= Blow the Wind Southerly =

Traditional song

"Blow the Wind Southerly" is a traditional English folk song from Northumbria. It tells of a woman desperately hoping for a southerly wind to blow her lover back home over the sea to her. It is Roud number 2619.

==History==
"Blow the Wind Southerly" is a folk song with origins in Wearside. The chorus of "Blow the Wind Southerly" first appeared in print in the 1834 publication The Bishoprick Garland by Cuthbert Sharp. The 1882 book Northumbrian Minstrelsy published an arrangement by John Collingwood Bruce and John Stokoe of the chorus in D major and a 6/8 time signature. In the 1892 book Songs and Ballads of Northern England, Stokoe added to "Blow the Wind Southerly" three new verses written by John Stobbs on a broadside.

==Recordings and arrangements==
Kathleen Ferrier made an a cappella recording that is perhaps the best-known version of the song in 1949, released by Decca Records. Oli Steadman included it on his song collection "365 Days Of Folk".

American composer Margaret Vance Shelley arranged Blow the Wind Southerly for choir in 1967.

Welsh opera singer Bryn Terfel recorded two versions, first in 2009 accompanied by the London Symphony Orchestra conducted by Barry Wordsworth, with vocal backing by London Voices. In 2013, Terfel recorded another version with the Orchestra at Temple Square conducted by Mack Wilberg.

Sheku Kanneh-Mason recorded an instrumental version on cello in 2019. It was released on his 2020 album Elgar, also on Decca. A music video of Kanneh-Mason performing that version was also released in 2020.

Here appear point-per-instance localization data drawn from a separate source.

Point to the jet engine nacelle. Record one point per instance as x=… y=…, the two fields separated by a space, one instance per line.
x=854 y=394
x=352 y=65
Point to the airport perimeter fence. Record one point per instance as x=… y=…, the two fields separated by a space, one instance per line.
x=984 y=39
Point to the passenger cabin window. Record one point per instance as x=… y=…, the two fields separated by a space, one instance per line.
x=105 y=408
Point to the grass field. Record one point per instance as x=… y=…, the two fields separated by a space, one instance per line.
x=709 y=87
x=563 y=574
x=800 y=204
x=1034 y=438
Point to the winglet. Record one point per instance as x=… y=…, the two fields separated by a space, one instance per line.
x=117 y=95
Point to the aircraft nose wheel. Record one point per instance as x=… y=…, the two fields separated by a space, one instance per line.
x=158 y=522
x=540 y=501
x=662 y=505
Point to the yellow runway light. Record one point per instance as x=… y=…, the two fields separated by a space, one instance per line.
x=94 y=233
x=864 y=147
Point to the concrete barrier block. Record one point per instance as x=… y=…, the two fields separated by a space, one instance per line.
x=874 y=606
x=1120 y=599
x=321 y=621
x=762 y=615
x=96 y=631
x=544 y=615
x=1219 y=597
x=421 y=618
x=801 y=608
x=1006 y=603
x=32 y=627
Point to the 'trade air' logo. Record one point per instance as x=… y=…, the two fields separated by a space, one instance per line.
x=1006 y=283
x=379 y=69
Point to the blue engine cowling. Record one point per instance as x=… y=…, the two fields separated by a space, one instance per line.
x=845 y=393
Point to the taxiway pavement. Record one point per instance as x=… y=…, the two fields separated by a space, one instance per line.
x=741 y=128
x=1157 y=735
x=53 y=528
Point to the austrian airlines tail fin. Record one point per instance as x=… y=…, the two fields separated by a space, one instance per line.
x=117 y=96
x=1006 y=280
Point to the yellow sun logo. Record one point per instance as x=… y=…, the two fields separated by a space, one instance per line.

"Blow the Wind Southerly" was recorded by the American quintet Bounding Main and released on their 2005 album Maiden Voyage.

==Lyrics==
As with all folk music, there are now multiple versions of the lyrics after years of these lyrics being passed down the generations primarily by word of mouth. A common version is:

CHORUS:
Blow the wind southerly, southerly, southerly,
Blow the wind south o'er the bonny blue sea;
Blow the wind southerly, southerly, southerly,
Blow bonnie breeze, my lover to me.

They told me last night there were ships in the offing,
And I hurried down to the deep rolling sea;
But my eye could not see it wherever might be it,
The barque that is bearing my lover to me.

CHORUS

I stood by the lighthouse the last time we parted,
Till darkness came down o'er the deep rolling sea,
And no longer I saw the bright bark (Note: Sources use this alternative (historical) spelling of "barque") of my lover.
Blow, bonny breeze and bring him to me.

CHORUS

Oh, is it not sweet to hear the breeze singing,
As lightly it comes o'er the deep rolling sea?
But sweeter and dearer by far when 'tis bringing,
The barque of my true love in safety to me.

CHORUS

The Ferrier recording does not have the "Oh," at the start of the last verse and changes ""when 'tis" to "'tis when". Also, the Ferrier recording varies the words of the chorus, whereas traditional versions do not; and the Ferrier recording misses out the second of the three verses shown above.